#### Poker Data - Nueral Network Analysis --------------
##### Step 1: Collecting data -------------------
# This dataset is included on the UCI Machine Learning Repository website - http://archive.ics.uci.edu/ml/datasets/Poker+Hand
# Each record of the dataset includes a poker hand with 5 playing cards. The playing cards for each hand are drawn from a standard deck of 52.
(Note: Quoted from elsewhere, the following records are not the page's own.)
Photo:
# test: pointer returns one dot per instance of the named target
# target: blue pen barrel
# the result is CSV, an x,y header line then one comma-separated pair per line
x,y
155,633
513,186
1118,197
## Step 2: Exploring and preparing the data ----
# read in data and examine structure
Poker <- read.csv("pokerdata.csv")
str(Poker)
'data.frame': 1025012 obs. of 11 variables:
$ S1 : int 1 2 3 4 4 1 1 2 3 4 ...
$ C1 : int 10 11 12 10 1 2 9 1 5 1 ...
$ S2 : int 1 2 3 4 4 1 1 2 3 4 ...
$ C2 : int 11 13 11 11 13 4 12 2 6 4 ...
$ S3 : int 1 2 3 4 4 1 1 2 3 4 ...
$ C3 : int 13 10 13 1 12 5 10 3 9 2 ...
$ S4 : int 1 2 3 4 4 1 1 2 3 4 ...
$ C4 : int 12 12 10 13 11 3 11 4 7 3 ...
$ S5 : int 1 2 3 4 4 1 1 2 3 4 ...
$ C5 : int 1 1 1 12 10 6 13 5 8 5 ...
$ CLASS: int 9 9 9 9 9 8 8 8 8 8 ...
# custom normalization function
normalize <- function(x) {
return((x - min(x)) / (max(x) - min(x)))
}
# apply normalization to entire data frame
Poker_norm <- as.data.frame(lapply(Poker, normalize))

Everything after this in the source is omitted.